ぼくらはどうして出合ってしまったんだろうshinecatshinecatshinecatshineshineshine

Jupiter_aurora_50_2外猫とらちゃんが死んだのはちょうど一年前の今頃。「嗚呼・・・、もうすぐに春なのに」と寂寞の余韻静まらないうちにあの激しい地震に地面揺さぶられ、それから相次いで、スティーブンが白血病で、外猫ピピは前日まで元気でいたのに突然死体になって野辺に転がっていて、・・・道端で車に轢かれ死んでいたあの子、・・・お墓で雨に打たれ野ざらしに冷たくなっていた黒猫キツン、地域猫ブリちゃんは白血病で2歳半の短い命、ハマーちゃんは脳にできた腫瘍が災いし天国へ。そして、麻布十番のあの子ニコ。

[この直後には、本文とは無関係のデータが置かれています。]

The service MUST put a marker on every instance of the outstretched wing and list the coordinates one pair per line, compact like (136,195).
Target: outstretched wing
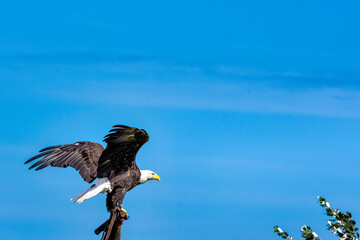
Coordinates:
(83,156)
(123,143)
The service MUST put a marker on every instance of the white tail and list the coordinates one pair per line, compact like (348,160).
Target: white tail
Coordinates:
(101,186)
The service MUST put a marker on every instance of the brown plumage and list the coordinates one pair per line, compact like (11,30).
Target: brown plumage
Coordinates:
(116,163)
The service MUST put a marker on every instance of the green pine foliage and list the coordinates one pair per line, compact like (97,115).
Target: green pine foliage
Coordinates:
(340,224)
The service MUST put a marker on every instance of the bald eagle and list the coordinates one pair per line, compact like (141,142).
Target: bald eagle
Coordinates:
(114,167)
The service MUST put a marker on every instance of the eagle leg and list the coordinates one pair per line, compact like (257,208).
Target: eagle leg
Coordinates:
(118,209)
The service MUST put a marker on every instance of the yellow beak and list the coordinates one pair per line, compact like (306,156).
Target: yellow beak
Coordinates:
(157,178)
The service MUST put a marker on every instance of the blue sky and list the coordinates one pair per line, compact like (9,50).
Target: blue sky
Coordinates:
(252,107)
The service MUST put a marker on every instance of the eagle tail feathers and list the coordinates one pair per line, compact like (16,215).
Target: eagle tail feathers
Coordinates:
(101,186)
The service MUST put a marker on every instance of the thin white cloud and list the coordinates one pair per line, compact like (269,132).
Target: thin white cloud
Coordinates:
(218,95)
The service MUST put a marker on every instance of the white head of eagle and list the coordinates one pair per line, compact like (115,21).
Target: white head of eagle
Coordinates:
(147,175)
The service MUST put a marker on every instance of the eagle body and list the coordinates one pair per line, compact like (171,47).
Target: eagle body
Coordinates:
(115,166)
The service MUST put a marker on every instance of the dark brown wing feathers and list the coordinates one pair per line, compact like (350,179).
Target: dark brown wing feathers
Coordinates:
(83,156)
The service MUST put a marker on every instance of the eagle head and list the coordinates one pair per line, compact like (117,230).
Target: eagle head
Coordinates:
(147,175)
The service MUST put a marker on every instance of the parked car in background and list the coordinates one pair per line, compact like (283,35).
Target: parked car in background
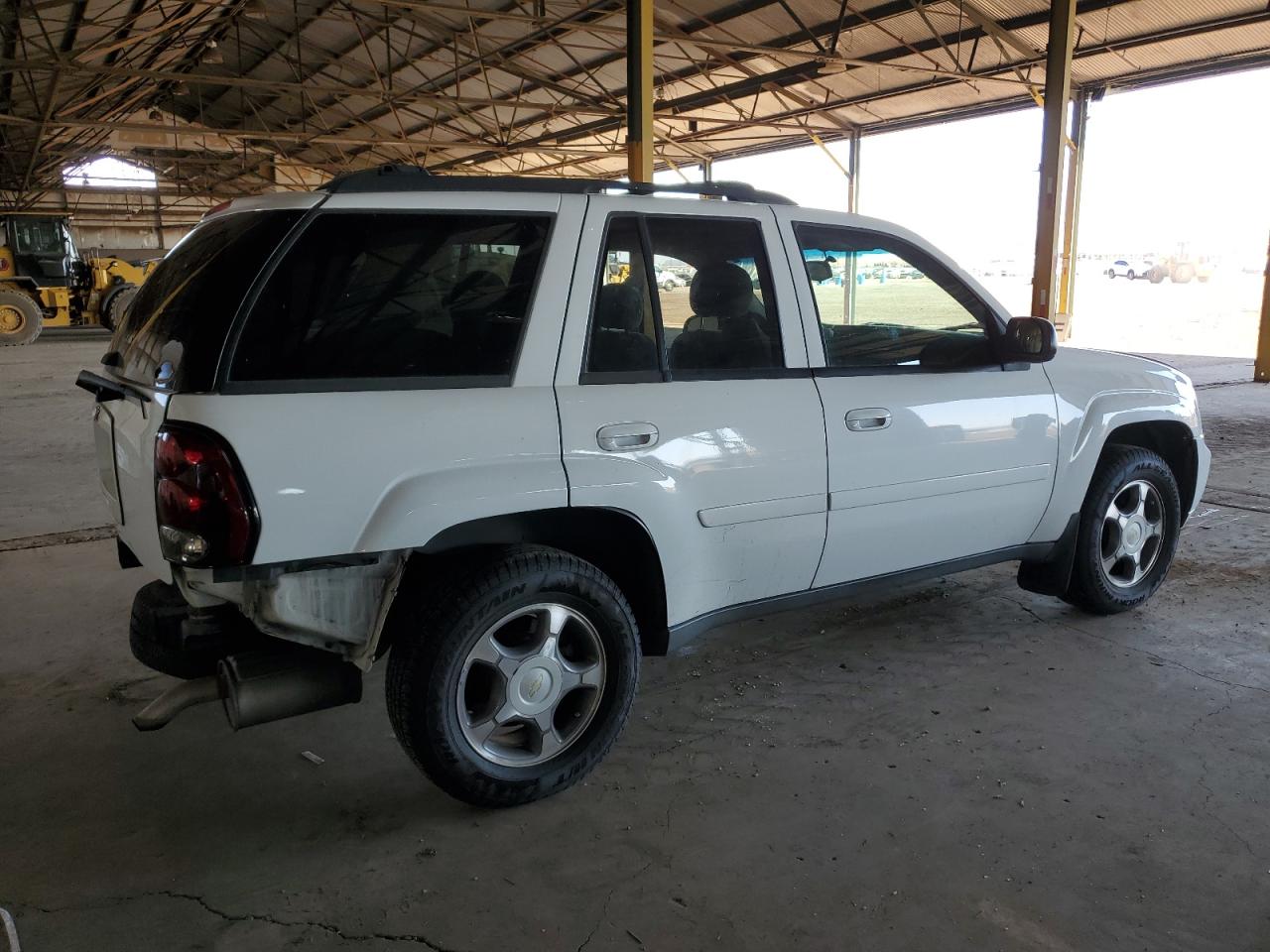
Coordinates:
(1123,268)
(668,281)
(413,419)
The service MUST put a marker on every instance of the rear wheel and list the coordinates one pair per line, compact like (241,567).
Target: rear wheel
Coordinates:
(1128,532)
(21,317)
(512,682)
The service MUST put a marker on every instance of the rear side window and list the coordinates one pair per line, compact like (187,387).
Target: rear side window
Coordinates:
(373,296)
(185,309)
(683,298)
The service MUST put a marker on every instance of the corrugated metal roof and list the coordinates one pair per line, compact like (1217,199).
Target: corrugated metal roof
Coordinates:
(489,86)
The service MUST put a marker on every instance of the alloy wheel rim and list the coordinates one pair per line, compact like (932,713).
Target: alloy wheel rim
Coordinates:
(531,684)
(1133,534)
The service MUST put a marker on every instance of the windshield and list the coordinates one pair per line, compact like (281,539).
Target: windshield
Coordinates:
(39,236)
(185,309)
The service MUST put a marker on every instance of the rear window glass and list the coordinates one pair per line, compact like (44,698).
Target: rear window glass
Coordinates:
(183,312)
(366,295)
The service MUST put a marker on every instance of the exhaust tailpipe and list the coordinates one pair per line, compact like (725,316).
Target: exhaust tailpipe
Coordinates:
(176,699)
(262,685)
(267,685)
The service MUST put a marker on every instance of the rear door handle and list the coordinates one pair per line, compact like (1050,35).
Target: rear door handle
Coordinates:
(620,436)
(870,417)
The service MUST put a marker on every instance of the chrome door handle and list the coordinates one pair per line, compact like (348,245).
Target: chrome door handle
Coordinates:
(870,417)
(620,436)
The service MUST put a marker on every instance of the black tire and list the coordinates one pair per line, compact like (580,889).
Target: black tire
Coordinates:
(157,640)
(1091,589)
(114,303)
(21,317)
(431,642)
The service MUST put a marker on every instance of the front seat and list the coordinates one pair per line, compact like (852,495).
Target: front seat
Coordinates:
(617,344)
(721,333)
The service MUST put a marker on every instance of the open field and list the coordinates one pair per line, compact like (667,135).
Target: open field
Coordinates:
(1216,318)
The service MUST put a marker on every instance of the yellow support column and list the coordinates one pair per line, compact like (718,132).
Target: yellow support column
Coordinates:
(1058,89)
(1262,371)
(1071,217)
(639,90)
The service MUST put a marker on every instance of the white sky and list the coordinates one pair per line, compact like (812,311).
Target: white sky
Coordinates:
(108,172)
(1179,163)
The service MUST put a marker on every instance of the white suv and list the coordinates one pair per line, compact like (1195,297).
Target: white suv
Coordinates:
(456,421)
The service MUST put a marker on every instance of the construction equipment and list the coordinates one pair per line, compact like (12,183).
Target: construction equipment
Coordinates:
(46,284)
(1180,268)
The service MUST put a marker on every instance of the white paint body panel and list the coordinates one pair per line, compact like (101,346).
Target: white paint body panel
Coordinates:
(376,471)
(734,490)
(753,489)
(1097,393)
(126,433)
(965,465)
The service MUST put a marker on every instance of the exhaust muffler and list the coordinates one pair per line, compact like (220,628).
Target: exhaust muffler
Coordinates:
(267,685)
(259,687)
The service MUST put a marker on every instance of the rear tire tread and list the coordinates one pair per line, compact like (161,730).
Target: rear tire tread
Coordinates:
(439,624)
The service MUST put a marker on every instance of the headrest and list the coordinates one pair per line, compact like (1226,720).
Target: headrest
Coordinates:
(475,284)
(720,290)
(620,307)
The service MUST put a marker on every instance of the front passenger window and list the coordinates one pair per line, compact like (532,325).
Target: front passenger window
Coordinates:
(884,303)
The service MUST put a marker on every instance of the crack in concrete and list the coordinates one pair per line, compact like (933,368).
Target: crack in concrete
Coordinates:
(1207,811)
(413,938)
(608,898)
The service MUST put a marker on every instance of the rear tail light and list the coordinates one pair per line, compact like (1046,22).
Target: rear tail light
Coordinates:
(206,513)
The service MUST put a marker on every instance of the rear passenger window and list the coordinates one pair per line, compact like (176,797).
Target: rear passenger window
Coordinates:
(681,298)
(386,296)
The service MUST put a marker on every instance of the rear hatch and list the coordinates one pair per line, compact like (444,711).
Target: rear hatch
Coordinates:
(169,341)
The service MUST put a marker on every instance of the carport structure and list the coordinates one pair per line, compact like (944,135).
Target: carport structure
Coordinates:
(234,98)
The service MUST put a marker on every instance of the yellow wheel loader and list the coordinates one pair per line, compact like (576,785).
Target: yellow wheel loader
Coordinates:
(45,284)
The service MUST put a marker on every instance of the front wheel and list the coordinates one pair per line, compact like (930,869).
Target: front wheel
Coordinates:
(21,317)
(1128,531)
(515,682)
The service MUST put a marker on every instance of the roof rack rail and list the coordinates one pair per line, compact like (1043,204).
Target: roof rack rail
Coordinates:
(413,178)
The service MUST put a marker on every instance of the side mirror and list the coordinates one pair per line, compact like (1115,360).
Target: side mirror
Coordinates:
(818,270)
(1029,340)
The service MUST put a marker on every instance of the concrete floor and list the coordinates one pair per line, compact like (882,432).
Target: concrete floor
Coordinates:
(960,766)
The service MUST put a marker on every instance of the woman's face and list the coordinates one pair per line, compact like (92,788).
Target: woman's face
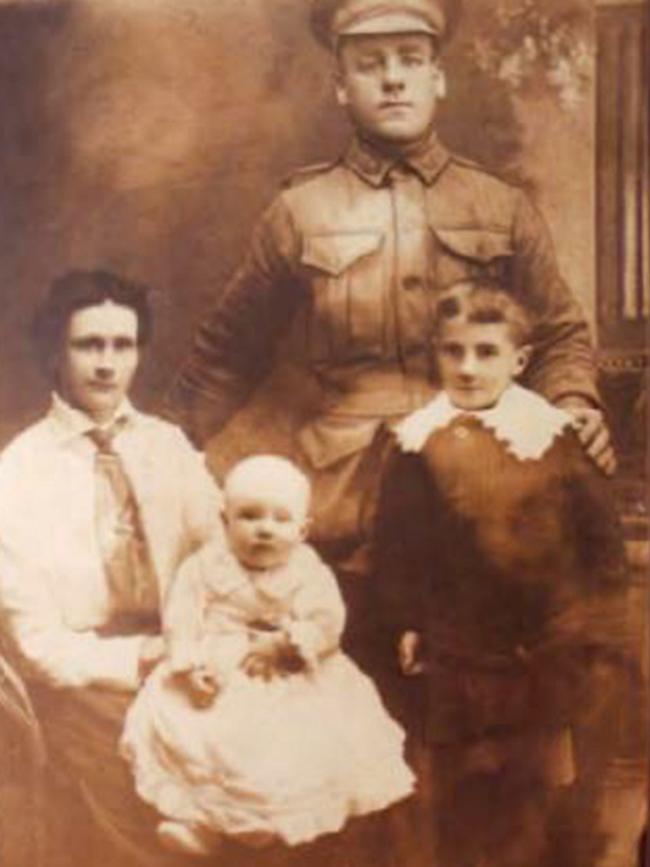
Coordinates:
(98,359)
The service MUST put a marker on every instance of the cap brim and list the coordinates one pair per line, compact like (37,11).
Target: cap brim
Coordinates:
(386,24)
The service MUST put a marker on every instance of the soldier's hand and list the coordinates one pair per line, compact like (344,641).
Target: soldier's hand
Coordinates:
(593,433)
(408,653)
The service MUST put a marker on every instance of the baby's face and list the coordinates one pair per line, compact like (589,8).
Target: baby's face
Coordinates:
(477,362)
(263,529)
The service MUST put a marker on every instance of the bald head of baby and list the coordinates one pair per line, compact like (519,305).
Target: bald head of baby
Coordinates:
(266,510)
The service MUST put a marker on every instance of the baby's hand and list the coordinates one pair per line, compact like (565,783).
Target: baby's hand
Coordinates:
(201,685)
(260,663)
(289,660)
(409,653)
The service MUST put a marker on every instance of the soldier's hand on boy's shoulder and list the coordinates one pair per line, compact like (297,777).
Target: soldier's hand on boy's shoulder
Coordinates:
(592,431)
(409,653)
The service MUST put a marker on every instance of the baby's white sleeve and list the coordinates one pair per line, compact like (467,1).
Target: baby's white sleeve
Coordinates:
(318,613)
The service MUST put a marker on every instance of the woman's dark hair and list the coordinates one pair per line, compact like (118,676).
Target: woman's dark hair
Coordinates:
(76,290)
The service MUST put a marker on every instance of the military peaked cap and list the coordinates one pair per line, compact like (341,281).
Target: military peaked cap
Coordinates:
(333,19)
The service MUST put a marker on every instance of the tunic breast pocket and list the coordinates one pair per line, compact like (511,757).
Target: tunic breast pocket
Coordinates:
(346,271)
(472,254)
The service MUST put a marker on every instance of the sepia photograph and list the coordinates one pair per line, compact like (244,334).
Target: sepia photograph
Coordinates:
(324,342)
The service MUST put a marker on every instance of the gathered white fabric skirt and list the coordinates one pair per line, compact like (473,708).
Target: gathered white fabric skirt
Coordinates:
(291,758)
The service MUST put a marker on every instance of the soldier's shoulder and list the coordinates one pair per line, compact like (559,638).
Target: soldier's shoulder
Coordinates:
(305,174)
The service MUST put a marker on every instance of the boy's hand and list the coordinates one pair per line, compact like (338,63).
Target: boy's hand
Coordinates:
(201,685)
(408,653)
(592,432)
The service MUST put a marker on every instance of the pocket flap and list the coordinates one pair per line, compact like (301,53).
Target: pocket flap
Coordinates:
(334,252)
(479,244)
(330,439)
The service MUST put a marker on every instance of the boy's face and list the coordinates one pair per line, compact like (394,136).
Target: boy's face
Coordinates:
(263,529)
(98,359)
(477,362)
(390,84)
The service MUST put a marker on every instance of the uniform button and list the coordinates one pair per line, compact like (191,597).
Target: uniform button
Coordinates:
(412,282)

とらちゃん、スティーブン、ピピ、ブリちゃん、ハマーちゃん、ニコ、あの子にあの子にあの子たち。
この活動をしていて何より悲しいのは、何があっても、どんなことがあっても、どんなに打ちひしがれていても、立ち止まることが許されないこと。
泣きたいだけ泣き、悲しむだけ悲しむゆとりもなく前へ前へとめどなく押し出されてゆく。
泣いて立ち止まることが許されない。「みんな、来てくれるのを信じて待っているもんね!」と・・・。
道すがら夜の空を見上げ葉を落とした木々のシルエットに思い、頬を切る風に思い、河口に漂う街灯りの揺らめきに思い、町ゆく人たちの背中に群衆の中の孤独を感じ、気持を整理整頓するのが常である。

Nas1eb

この感慨(ディープ・エモーション)は同じような活動をしている人たちなら分かってくれると思う。
死んでいった命。今病気に伏せている命。「手紙は必ず届く」と毎日疑わず待っているこの先も生きてゆく命たち、・・・猫たち。三方向・四方向にそれぞれ命のベクトルは真逆なのに、全てを同じように満たしてゆかなければならない。
星屑のように点在する小さなブレスたちのしじまを「LOVEですよ!」と郵便配達めぐり歩く。・・・大の大人から見たら滑稽で愚かしく馬鹿みたいなことかもしれない。
だけど「走れメロス」、言い訳は利かない。約束の小道を約束の手紙を届けにひた走る。

Nas1eb_2

角を曲がれば音を聞き分けニコやハッチやココが揃ってシッポふりふり駆け寄って来た去年の夏。そして、これから先も・・・決まったポイントで呼鈴を鳴らせば・・・何処ともなく「待ってました!」と言わんばかりに姿をあらわすだろう・・・怪物くんやマルクスやソクラテスに大福くんたち・・・。しかし、それもこれもあれもどれもそれも、やがて、いつか時の帳(とばり)に全ての火は消えてなくなる。・・・その最後の一通の郵便配達を終えるまで、この旅は続いてゆく。
The more people laugh at me,the greater is my faith in the mission.[嘲笑されれば嘲笑されるほどに、我が信念はみがかれてゆく]
失えば失うほど、喪失感をジャンピング・ボードにして強くなって来た。
悲しみをエネルギーに変える、それがこの活動のただ一つの動力だった。そして唯一無二の心を支える方法だった。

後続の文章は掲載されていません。